Business
Privacy framework for personal health records developed
■ Major PHR vendors sign on to the AMA-supported standards.
By Pamela Lewis Dolan — Posted July 14, 2008
- WITH THIS STORY:
- » Related content
Dossia, Microsoft, Intuit, Google and WebMD have joined forces with others in the health care sector to endorse a set of practices for both the technology and the use of personal health records.
A PHR framework was developed by the Markle Foundation-operated Connecting for Health, a public-private collaboration that included several groups, including the American Medical Association. The announcement on June 25 came the same day Markle released a new survey that looked at consumer attitudes toward PHRs.
The framework was developed over the course of 18 months and includes 14 specific technology and policy approaches for vendors and for consumers. Markle said the framework will help vendors create systems that easily can exchange and protect patient data, while also providing consumers with guidelines on how to choose and maintain a PHR system.
The Markle survey found that 79% of the public believes that PHRs would provide major benefits to individuals in managing their health and 46.5% of the public expressed an interest in having a PHR. Nearly 57% of the public express concern over the privacy and security of their data and more than 90% felt that their expressed consent should be required for each use of their information.
David Lansky, PhD, president and CEO of Pacific Business Group on Health and chair of the Connecting for Health work group, said the group did not discuss whether PHRs should be entities covered under the Health Insurance Portability and Accountability Act. They currently are not.
Instead, it focused on remedies to privacy concerns that are not contingent on the service or user being covered under HIPAA laws. The AMA is among those advocating the expansion of HIPAA to include PHRs.
AMA Board of Trustees Chair Joseph M. Heyman, MD, an ob-gyn from Amesbury, Mass., said the AMA supports the Connecting for Health framework because it ensures oversight of PHR users who are not HIPAA-covered entities.
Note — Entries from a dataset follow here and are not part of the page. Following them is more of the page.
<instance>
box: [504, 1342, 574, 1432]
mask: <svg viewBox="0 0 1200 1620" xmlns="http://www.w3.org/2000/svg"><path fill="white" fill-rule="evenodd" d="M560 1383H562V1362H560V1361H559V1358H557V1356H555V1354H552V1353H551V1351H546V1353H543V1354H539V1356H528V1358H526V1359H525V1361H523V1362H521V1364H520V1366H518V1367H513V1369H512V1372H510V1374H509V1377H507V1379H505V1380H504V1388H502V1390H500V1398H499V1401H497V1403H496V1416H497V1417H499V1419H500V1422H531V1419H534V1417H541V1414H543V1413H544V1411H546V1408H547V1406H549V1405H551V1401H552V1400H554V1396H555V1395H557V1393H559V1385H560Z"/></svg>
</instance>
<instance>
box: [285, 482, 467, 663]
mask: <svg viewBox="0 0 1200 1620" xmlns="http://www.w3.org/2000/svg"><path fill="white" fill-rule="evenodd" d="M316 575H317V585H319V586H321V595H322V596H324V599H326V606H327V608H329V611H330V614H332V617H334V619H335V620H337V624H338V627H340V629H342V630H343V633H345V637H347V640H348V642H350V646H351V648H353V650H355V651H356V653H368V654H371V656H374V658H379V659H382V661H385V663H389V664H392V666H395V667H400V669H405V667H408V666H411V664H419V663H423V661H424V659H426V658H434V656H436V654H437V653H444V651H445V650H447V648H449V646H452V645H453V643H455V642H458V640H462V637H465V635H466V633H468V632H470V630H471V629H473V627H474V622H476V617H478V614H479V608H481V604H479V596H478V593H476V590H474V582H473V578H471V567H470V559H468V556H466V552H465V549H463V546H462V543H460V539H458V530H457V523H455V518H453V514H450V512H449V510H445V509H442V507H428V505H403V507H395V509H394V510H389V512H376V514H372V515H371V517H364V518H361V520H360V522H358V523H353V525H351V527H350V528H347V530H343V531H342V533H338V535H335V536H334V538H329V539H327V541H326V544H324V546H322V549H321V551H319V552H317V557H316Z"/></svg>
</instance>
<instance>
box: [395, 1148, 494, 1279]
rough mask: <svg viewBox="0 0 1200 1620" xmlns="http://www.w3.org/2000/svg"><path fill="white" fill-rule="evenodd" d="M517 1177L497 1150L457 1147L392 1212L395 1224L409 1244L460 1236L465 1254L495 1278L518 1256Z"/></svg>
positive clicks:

He said it offers comfort to physicians concerned with sharing patient data with non-HIPAA-covered third parties, even those that receive a patient's consent.
Under the new framework, patients would chose with whom to share their data. An audit system will track who has accessed each account.
Steve Finlay, health care analyst for the Consumers Union, said the Connecting for Health documents will enhance public trust of PHRs. The Consumers Union was one of many organizations that endorsed the rules.
Several insurers and large employers were among the endorsers as well. They agreed to the consensus language that prevents private health data being used against the individual either for adverse underwriting or employment purposes.